Breath Sounds pp 291-304 | Cite as

Future Prospects for Respiratory Sound Research

Chapter

Abstract

Respiratory sounds remain one of the most valuable information for diagnosing and monitoring respiratory diseases in children and adults, especially since subjectivity of auscultation has been removed using computerized techniques. Nevertheless, their wide implementation in clinical practice needs further research in several areas. The future prospects for respiratory sound research are proposed to be organized in three main areas: basic and clinical research, equipment, and knowledge translation. Basic and clinical research is deemed necessary to establish the origin, characteristics, and clinical meaning of respiratory sounds in different respiratory diseases, across all ages and in different settings. There is also much room for technological advances by developing hand-held, user-friendly, and low-cost equipment with machine-learning algorithms that may provide automatic analysis of the main respiratory sound parameters.
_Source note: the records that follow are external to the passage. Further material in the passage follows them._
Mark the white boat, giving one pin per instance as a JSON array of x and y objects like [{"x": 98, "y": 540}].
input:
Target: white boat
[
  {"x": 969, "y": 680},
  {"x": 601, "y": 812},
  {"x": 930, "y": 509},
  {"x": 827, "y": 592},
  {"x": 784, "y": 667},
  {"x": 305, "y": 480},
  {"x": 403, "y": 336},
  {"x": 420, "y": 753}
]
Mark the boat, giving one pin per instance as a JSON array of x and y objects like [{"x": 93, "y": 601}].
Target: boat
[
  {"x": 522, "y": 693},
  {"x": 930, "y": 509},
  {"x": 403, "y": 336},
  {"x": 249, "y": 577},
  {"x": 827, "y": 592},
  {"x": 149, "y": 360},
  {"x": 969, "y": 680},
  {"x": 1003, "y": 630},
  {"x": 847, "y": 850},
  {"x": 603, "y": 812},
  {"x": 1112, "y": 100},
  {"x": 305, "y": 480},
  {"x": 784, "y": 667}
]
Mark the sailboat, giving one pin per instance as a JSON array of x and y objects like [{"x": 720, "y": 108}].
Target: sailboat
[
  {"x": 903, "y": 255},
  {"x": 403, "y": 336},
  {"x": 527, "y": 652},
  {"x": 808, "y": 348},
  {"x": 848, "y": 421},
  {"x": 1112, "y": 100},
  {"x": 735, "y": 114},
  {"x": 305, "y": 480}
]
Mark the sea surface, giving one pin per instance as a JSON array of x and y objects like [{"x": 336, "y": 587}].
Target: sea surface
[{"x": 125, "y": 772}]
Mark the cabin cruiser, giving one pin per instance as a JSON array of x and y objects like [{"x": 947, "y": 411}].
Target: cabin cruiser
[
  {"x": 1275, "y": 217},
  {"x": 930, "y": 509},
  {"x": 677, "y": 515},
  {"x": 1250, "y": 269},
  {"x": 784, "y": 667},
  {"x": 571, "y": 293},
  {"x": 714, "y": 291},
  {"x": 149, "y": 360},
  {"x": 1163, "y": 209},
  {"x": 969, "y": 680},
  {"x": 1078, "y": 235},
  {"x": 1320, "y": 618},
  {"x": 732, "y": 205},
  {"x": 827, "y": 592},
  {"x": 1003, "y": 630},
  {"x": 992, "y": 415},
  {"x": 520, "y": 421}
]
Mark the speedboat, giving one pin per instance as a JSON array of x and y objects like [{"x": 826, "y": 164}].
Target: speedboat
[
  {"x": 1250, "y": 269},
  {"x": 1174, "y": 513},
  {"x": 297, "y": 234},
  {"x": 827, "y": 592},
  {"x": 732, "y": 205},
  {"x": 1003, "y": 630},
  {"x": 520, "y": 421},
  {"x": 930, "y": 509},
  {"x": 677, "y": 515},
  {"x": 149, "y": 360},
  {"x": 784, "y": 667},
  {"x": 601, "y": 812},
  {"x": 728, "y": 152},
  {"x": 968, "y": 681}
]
This information, if integrated in electronic health records, could contribute for robust clinical decision support systems, which could then be integrated in wearables to obtain data at bedside or remotely and empower not only health professionals but also patients, caregivers, and citizens for self-management of health and well-being. Finally, several systematic reviews and consensus involving different stakeholders on terminology, acquisition, analysis, and interpretation of respiratory sounds are needed to start a knowledge translation unit. This chapter will provide a comprehensive overview of the different areas of respiratory sounds where future research would be valuable to contribute to far-reaching positive changes in managing respiratory diseases.

Keywords

Respiratory sounds Knowledge translation Equipment Electronic health records Future research Translational research 

Notes

Acknowledgments

We would like to thank Ms. Bruria Freidman from the Sleep-Wake Disorder Unit of Soroka University Medical Center for her support and collaboration. This study was supported in part by the Israeli Ministry of Industry and Trade, the Kamin Program, award no. 46168, and by the Israel Science Foundation (ISF) grant no. 1403/15.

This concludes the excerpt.